Soul Kitchen: A Favorite Culinary Comedy Returns From SIFF

This surefire crowd-pleaser from Fatah Akin shares the multicultural German setting of his intense prior dramas (Head-On, The Edge of Heaven), only it’s an entirely straightforward comedy. Co-writer Adam Bousdoukos plays a harried, shaggy restaurateur, Zinos, whose rich German girlfriend has just taken a job in China. His eatery, Soul Kitchen, is located in an old warehouse he owns in industrial Hamburg, where food is brutally fried into submission. Zinos stinks of grease, and knows it. Sex via Skype is a hassle, so should he sell the building and fly to join his honey in Shanghai?
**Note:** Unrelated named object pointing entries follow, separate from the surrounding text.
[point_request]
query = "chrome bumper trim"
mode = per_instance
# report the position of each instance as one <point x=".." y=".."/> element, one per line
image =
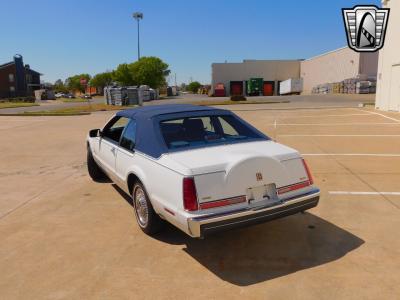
<point x="252" y="214"/>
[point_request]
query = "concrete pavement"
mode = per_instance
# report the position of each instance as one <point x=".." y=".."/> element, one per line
<point x="64" y="236"/>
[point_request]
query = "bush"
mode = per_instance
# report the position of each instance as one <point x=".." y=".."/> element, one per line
<point x="238" y="98"/>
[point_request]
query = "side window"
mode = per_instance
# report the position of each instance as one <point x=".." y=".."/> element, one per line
<point x="227" y="128"/>
<point x="114" y="128"/>
<point x="128" y="138"/>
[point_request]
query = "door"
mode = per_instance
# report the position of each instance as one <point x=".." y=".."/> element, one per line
<point x="268" y="88"/>
<point x="394" y="96"/>
<point x="236" y="88"/>
<point x="126" y="152"/>
<point x="108" y="143"/>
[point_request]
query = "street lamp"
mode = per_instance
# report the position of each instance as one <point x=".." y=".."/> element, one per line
<point x="138" y="16"/>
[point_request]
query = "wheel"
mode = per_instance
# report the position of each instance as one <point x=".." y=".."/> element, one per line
<point x="93" y="169"/>
<point x="148" y="220"/>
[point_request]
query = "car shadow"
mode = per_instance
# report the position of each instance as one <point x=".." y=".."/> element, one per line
<point x="259" y="253"/>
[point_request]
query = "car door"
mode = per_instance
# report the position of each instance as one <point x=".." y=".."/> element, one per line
<point x="108" y="143"/>
<point x="125" y="156"/>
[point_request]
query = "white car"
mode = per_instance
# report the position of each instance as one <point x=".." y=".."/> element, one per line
<point x="200" y="168"/>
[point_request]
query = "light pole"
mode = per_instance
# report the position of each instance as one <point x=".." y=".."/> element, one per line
<point x="138" y="16"/>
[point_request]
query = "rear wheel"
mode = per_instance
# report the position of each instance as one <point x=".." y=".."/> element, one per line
<point x="93" y="169"/>
<point x="148" y="220"/>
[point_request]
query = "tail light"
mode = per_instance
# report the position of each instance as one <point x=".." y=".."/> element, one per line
<point x="189" y="194"/>
<point x="310" y="179"/>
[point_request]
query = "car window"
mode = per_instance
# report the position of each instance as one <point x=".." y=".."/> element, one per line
<point x="202" y="131"/>
<point x="128" y="138"/>
<point x="114" y="128"/>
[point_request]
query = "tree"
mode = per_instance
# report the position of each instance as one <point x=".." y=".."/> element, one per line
<point x="74" y="82"/>
<point x="150" y="71"/>
<point x="123" y="75"/>
<point x="193" y="86"/>
<point x="101" y="80"/>
<point x="59" y="86"/>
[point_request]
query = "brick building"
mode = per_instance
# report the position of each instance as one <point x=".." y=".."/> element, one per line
<point x="17" y="79"/>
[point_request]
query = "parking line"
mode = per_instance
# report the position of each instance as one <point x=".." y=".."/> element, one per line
<point x="323" y="116"/>
<point x="354" y="154"/>
<point x="363" y="193"/>
<point x="342" y="135"/>
<point x="333" y="124"/>
<point x="382" y="115"/>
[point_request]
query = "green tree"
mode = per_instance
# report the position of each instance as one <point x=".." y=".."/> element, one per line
<point x="59" y="86"/>
<point x="150" y="71"/>
<point x="74" y="82"/>
<point x="101" y="80"/>
<point x="123" y="75"/>
<point x="193" y="86"/>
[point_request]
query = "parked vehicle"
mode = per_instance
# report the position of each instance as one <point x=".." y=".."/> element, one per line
<point x="59" y="95"/>
<point x="69" y="96"/>
<point x="200" y="168"/>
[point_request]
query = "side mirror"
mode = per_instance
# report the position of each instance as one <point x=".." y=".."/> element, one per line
<point x="94" y="133"/>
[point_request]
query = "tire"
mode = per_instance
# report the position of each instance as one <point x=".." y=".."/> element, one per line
<point x="94" y="170"/>
<point x="146" y="217"/>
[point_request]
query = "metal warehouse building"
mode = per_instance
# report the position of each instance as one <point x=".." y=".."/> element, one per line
<point x="234" y="75"/>
<point x="329" y="67"/>
<point x="336" y="66"/>
<point x="388" y="86"/>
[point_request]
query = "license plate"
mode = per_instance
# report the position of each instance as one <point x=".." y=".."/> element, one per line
<point x="264" y="194"/>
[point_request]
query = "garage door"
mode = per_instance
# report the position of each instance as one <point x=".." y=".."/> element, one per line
<point x="236" y="88"/>
<point x="268" y="88"/>
<point x="394" y="96"/>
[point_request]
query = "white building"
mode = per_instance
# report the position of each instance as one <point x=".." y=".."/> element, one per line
<point x="388" y="85"/>
<point x="333" y="66"/>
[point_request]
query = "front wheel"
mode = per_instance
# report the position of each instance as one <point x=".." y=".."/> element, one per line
<point x="148" y="220"/>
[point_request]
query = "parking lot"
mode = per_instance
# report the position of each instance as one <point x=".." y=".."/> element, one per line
<point x="64" y="236"/>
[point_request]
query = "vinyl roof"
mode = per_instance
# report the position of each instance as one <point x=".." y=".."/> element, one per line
<point x="149" y="139"/>
<point x="156" y="110"/>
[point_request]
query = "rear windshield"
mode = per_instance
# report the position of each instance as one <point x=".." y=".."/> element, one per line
<point x="207" y="130"/>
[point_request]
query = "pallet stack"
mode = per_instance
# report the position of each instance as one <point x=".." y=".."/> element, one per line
<point x="358" y="85"/>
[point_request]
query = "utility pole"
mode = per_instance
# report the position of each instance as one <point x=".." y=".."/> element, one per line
<point x="138" y="16"/>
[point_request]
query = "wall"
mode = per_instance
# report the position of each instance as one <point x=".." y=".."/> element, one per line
<point x="333" y="66"/>
<point x="369" y="63"/>
<point x="5" y="82"/>
<point x="388" y="85"/>
<point x="270" y="70"/>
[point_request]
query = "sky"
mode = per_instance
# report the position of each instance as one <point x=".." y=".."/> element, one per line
<point x="64" y="38"/>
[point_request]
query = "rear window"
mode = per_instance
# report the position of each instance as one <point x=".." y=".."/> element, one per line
<point x="207" y="130"/>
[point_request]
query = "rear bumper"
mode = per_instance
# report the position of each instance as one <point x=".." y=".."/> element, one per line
<point x="201" y="226"/>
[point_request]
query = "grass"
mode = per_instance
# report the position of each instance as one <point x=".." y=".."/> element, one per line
<point x="16" y="104"/>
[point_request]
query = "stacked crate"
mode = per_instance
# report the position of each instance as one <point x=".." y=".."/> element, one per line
<point x="356" y="85"/>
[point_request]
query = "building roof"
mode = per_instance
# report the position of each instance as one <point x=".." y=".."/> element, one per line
<point x="6" y="64"/>
<point x="13" y="62"/>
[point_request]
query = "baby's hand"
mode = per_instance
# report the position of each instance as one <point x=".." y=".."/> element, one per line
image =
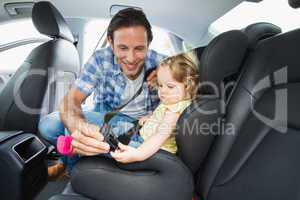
<point x="143" y="119"/>
<point x="126" y="154"/>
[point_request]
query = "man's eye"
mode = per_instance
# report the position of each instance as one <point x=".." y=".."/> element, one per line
<point x="123" y="48"/>
<point x="140" y="48"/>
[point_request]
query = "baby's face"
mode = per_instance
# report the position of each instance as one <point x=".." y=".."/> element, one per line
<point x="170" y="91"/>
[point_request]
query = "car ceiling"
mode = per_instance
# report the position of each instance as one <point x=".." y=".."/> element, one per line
<point x="189" y="19"/>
Before he gets the chance, Akin throws every comic complication in his way: a thieving brother newly sprung from jail (Moritz Bleibtreu); a volatile yet talented new chef (Birol Ünel, the star of Head-On); an old friend’s sudden offer to buy the warehouse; unwelcome visits from the health inspector and tax collector; and a slipped disc that has poor Zinos groaning and limping through each new misadventure. With its jukebox soundtrack, Soul Kitchen is thoroughly light, enjoyable, and conventional. Early on, chef Ünel shows how diner fare and humble condiments can be chopped up, garnished, redressed, and presented as fusion cuisine. The movie performs the same trick. Also: Extra points for the Udo Kier cameo.